This morning, I fired up my Android G1 and checked my Inbox and found a link to a post on NPR.com, Sex Without Intimacy: No Dating, No Relationships.  The premise of the article is that there is no time, in a busy boy or girl’s life, to get stuck in a relationship:

Young people from high school on are so preoccupied with friends, getting an education and establishing themselves, they don’t make time for relationships. New goal: fun, not marriage.

Well, I have had some very strong opinions about this, especially when it comes to girls.  In my 2005 opinion, when I wrote Manolo Blahnik Feminism: The Right to Choo’s, I believed that the new “hook up” culture would be a blood bath where women would move forward with the intent of sexual empowerment while men would sit back and lick their lips and take advantage — but I don’t know anymore.

A number of experts accept this relaxed attitude toward sex outside of relationships as a natural consequence of the sexual revolution, women’s growing independence and the availability of modern contraceptives. But Deborah Roffman, who conducts human sexuality workshops for middle- and high-school-age students and their parents, sees that as a distorted view of liberation.

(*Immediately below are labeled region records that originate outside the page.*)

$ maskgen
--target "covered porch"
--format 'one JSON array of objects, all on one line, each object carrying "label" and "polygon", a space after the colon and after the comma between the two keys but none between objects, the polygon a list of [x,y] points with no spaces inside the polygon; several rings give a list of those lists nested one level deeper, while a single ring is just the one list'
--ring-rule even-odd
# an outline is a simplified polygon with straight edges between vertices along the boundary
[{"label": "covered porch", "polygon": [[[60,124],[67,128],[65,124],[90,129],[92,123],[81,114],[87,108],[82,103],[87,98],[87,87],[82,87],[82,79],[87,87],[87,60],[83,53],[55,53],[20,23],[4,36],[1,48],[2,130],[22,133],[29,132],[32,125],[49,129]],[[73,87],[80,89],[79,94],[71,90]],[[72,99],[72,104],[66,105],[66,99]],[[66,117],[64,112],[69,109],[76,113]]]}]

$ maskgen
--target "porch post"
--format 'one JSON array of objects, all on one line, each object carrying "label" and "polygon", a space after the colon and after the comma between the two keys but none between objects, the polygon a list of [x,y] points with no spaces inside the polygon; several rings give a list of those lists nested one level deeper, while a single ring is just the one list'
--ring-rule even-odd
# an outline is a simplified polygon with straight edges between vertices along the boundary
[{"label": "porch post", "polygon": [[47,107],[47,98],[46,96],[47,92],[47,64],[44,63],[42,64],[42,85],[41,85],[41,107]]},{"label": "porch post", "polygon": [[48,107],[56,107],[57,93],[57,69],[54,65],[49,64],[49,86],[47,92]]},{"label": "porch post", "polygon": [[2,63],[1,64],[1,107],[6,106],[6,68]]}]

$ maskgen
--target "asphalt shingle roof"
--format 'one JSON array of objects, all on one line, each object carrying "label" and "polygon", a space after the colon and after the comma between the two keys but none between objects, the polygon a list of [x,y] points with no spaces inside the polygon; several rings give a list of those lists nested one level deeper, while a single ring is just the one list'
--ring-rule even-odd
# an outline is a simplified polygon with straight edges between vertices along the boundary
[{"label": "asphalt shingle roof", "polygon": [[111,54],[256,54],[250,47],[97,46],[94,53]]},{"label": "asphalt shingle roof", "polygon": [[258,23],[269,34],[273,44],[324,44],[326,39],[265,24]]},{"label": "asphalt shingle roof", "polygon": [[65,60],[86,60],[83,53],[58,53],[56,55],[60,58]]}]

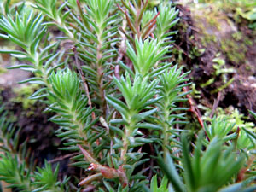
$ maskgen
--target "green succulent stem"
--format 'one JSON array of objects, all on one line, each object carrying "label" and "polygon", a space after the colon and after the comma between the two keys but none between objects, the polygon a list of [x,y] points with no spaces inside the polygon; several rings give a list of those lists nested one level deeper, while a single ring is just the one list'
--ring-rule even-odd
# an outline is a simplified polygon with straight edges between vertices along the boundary
[{"label": "green succulent stem", "polygon": [[166,146],[169,144],[169,125],[166,123],[169,121],[169,115],[170,115],[170,110],[168,108],[168,98],[165,99],[165,104],[164,104],[164,119],[162,120],[163,122],[163,134],[164,134],[164,141],[163,141],[163,151],[164,151],[164,159],[166,159],[166,154],[169,153],[168,148]]}]

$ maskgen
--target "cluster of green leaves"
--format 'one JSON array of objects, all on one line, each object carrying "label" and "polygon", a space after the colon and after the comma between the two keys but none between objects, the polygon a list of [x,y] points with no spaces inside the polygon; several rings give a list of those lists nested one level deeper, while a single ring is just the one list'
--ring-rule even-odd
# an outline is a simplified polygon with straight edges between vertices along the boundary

“It’s not a new model. I think most people would probably look back and agree that this has been a more traditionally, or at least stereotypically, male model,” says Roffman. “What I’ve seen over the last few years is girls adopting a more compartmentalized view, and feeling good and empowered by it.”

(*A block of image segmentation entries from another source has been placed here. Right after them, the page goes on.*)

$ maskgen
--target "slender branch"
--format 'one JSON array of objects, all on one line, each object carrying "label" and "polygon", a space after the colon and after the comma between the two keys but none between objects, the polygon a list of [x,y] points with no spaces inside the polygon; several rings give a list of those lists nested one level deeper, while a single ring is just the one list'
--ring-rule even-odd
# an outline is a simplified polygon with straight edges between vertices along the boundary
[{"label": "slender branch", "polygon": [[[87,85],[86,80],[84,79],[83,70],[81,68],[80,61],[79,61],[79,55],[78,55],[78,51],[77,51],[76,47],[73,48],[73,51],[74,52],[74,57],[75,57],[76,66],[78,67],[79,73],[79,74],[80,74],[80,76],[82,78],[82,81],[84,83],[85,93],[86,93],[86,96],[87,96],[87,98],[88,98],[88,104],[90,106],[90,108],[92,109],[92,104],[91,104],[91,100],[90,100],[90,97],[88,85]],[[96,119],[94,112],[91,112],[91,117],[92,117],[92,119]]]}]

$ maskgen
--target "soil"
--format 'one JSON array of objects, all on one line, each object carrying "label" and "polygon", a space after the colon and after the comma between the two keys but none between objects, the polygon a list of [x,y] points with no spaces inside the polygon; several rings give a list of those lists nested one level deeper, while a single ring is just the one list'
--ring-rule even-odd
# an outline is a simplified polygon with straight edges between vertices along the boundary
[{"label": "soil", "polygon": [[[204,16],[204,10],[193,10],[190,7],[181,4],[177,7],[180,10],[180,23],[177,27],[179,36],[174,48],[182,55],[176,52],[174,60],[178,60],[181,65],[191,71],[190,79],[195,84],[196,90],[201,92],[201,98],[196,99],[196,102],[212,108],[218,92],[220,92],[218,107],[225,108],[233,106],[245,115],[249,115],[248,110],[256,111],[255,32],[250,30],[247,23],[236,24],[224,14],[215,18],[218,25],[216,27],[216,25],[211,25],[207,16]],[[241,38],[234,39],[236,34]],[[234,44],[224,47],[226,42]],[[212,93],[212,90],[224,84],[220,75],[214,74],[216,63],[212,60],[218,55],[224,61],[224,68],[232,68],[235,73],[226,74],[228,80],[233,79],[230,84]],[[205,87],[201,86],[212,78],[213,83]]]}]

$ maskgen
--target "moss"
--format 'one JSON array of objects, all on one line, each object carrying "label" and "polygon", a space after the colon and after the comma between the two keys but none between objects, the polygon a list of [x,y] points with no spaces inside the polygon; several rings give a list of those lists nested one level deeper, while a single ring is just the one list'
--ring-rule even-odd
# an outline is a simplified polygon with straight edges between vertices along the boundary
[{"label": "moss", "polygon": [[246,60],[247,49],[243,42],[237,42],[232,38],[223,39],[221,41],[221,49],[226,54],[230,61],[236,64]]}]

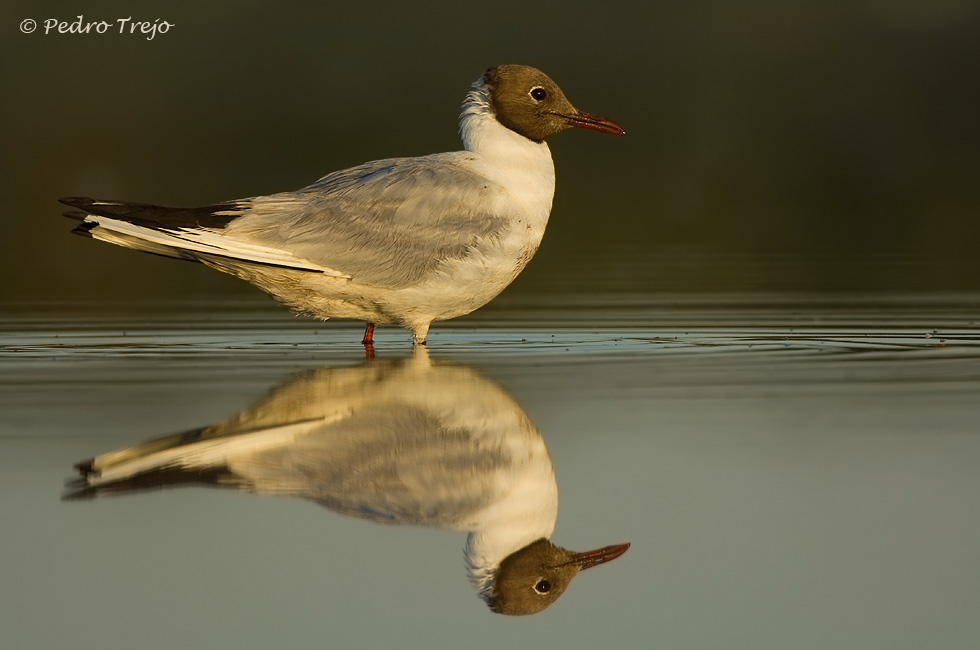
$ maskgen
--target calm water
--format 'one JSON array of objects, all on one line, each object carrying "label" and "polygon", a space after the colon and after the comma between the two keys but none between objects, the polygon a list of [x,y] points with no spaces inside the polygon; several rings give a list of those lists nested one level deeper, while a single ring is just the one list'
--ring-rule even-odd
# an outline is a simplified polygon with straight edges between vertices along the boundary
[{"label": "calm water", "polygon": [[[358,325],[262,299],[12,305],[0,336],[4,648],[980,642],[978,296],[505,296],[437,324],[422,374],[406,332],[366,361]],[[212,424],[396,431],[409,393],[463,433],[457,474],[425,442],[402,478],[459,501],[472,463],[517,466],[467,432],[523,418],[552,540],[632,547],[515,619],[469,584],[465,532],[340,514],[353,489],[62,498],[78,461]]]}]

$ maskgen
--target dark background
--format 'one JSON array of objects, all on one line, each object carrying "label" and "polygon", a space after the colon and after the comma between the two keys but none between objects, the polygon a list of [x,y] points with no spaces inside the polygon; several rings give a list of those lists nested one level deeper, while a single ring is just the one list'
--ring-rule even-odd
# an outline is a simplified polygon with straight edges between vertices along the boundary
[{"label": "dark background", "polygon": [[[25,18],[166,20],[152,41]],[[563,133],[513,292],[980,289],[980,4],[5,3],[0,298],[250,295],[71,236],[66,195],[196,205],[459,148],[526,63],[625,138]]]}]

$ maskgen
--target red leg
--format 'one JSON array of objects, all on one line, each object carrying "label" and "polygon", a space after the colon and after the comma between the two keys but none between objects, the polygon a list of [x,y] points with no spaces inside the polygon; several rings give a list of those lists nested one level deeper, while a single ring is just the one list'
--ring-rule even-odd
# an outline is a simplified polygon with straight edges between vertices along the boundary
[{"label": "red leg", "polygon": [[361,339],[364,345],[374,345],[374,323],[364,323],[364,338]]}]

She’s not convinced that this is a good thing for women, and says that being able to say yes is only one way of looking at freedom. She would feel much better if young men also were developing a greater capacity for intimacy.

Being able to engage in intimate relationships where men and women bring all of themselves to the relationship is the cornerstone of family, Roffman says.

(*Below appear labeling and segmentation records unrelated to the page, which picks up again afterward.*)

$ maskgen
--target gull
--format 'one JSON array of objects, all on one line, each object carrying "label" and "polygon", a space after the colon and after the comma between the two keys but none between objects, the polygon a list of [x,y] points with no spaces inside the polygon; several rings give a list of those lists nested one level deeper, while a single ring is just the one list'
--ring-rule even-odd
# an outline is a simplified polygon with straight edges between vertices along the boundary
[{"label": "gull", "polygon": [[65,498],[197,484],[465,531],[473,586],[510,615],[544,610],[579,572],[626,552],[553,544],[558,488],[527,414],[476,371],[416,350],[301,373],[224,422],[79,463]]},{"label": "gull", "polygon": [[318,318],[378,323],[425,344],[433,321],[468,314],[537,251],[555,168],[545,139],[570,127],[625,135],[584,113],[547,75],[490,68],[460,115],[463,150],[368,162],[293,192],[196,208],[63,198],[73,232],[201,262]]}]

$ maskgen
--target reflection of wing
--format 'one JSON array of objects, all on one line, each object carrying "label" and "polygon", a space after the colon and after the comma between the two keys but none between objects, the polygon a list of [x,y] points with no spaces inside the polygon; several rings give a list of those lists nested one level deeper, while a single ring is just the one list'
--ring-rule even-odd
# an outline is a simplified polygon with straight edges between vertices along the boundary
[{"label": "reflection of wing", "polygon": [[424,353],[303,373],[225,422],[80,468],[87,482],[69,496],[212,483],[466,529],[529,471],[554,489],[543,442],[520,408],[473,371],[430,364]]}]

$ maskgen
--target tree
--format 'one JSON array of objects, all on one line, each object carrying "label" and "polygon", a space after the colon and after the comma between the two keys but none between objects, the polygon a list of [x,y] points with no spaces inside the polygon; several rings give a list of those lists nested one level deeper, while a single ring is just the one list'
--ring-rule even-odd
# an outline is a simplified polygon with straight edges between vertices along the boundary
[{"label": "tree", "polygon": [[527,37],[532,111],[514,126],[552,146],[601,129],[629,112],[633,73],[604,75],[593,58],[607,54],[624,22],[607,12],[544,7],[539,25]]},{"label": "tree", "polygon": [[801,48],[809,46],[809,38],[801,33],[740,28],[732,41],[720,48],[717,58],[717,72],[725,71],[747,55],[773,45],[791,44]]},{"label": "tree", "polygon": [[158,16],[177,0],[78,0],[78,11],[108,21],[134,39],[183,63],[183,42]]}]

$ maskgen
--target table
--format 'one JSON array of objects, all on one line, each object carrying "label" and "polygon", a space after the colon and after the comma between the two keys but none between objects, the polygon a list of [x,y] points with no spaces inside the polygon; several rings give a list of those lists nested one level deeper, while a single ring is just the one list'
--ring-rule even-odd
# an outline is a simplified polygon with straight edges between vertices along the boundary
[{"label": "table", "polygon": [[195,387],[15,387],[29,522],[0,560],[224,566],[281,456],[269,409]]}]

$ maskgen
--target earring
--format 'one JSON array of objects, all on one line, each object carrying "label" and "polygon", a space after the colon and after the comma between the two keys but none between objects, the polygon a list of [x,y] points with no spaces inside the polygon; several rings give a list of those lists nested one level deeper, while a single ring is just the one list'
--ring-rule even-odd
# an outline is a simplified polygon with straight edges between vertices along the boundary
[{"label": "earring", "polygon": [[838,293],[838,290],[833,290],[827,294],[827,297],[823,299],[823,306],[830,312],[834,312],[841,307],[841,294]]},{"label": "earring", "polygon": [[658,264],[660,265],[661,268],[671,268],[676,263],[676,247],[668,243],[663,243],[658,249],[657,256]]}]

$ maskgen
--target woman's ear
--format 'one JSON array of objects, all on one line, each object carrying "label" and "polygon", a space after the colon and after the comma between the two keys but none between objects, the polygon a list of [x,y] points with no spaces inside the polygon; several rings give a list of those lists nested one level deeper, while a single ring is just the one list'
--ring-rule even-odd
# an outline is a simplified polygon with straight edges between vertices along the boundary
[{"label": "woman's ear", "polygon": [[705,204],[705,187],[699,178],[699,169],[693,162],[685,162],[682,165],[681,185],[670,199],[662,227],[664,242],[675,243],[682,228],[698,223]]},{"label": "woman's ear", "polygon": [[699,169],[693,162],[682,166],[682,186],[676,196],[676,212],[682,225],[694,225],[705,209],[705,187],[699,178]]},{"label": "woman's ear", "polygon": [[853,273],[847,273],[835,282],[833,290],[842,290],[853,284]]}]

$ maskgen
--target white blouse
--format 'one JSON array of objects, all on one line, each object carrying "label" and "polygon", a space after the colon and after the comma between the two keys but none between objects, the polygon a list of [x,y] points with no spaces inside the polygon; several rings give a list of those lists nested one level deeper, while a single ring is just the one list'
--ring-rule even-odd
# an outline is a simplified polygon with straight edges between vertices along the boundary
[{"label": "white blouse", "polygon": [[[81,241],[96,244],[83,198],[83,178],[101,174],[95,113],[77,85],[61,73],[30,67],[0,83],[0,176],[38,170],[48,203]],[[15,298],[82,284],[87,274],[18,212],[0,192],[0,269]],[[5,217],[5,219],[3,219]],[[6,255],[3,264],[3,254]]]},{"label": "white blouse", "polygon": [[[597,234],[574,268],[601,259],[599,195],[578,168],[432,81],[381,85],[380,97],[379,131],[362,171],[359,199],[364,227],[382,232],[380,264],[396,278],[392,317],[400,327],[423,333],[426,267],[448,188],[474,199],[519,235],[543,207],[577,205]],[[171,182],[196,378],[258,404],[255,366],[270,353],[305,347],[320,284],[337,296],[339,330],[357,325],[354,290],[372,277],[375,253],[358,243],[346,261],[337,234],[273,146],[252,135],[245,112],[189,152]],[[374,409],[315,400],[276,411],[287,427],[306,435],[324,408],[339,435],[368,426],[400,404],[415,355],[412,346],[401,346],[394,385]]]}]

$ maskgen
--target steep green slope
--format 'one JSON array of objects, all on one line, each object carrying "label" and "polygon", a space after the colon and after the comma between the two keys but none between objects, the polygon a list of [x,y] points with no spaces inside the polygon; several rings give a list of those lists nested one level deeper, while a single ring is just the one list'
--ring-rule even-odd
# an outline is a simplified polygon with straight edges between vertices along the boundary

I addressed this in a much less elegant way, which is why I am not Dr. Abraham, in We Men Didn’t Get the Memo, wherein I posit that this “devil may care” attitude towards sex and the hookup could very well result in a Judo flip that puts men too far into the driver’s seat as women need to compete for men because, for men, it is about the path of least resistance to sexual behavior:

As men in such a seller’s market, we don’t have to choose. We can date another willing girl every night. We can push sex much faster than we ever could believe. The three-date rule? Ha! That’s the official rule, but now the first date counts from the night we first met. Oral sex on the first date has sort of become de rigueur — if you want a second date.

Instead of getting control, the Manolo Blahnik  Are Young Americans More Sexually European? Feminist has relinquished control to us men.

And even worse, this is a very dangerous game. We men are bigger, stronger, and not all of us are so nice. I personally have a lot of experience with women who are survivors — survivors not just of dating or their 20s, but survivors of sexual abuse and rape. [We Men Didn’t Get the Memo]

Well, that was then, this is now.  Has it turend out the way I thought?  Well, according to recent books like Restless Virgins: Love, Sex, and Survival at a New England Prep School and Oral Sex Is The New Goodnight Kiss, maybe things aren’t as fun, simple, or innocent — girl-friendly — as:

We all attended health class in middle school and high school. We know about condoms and sexually transmitted disease. Sex is fun, and a lot of people would argue that it is a physical need. It’s a healthy activity.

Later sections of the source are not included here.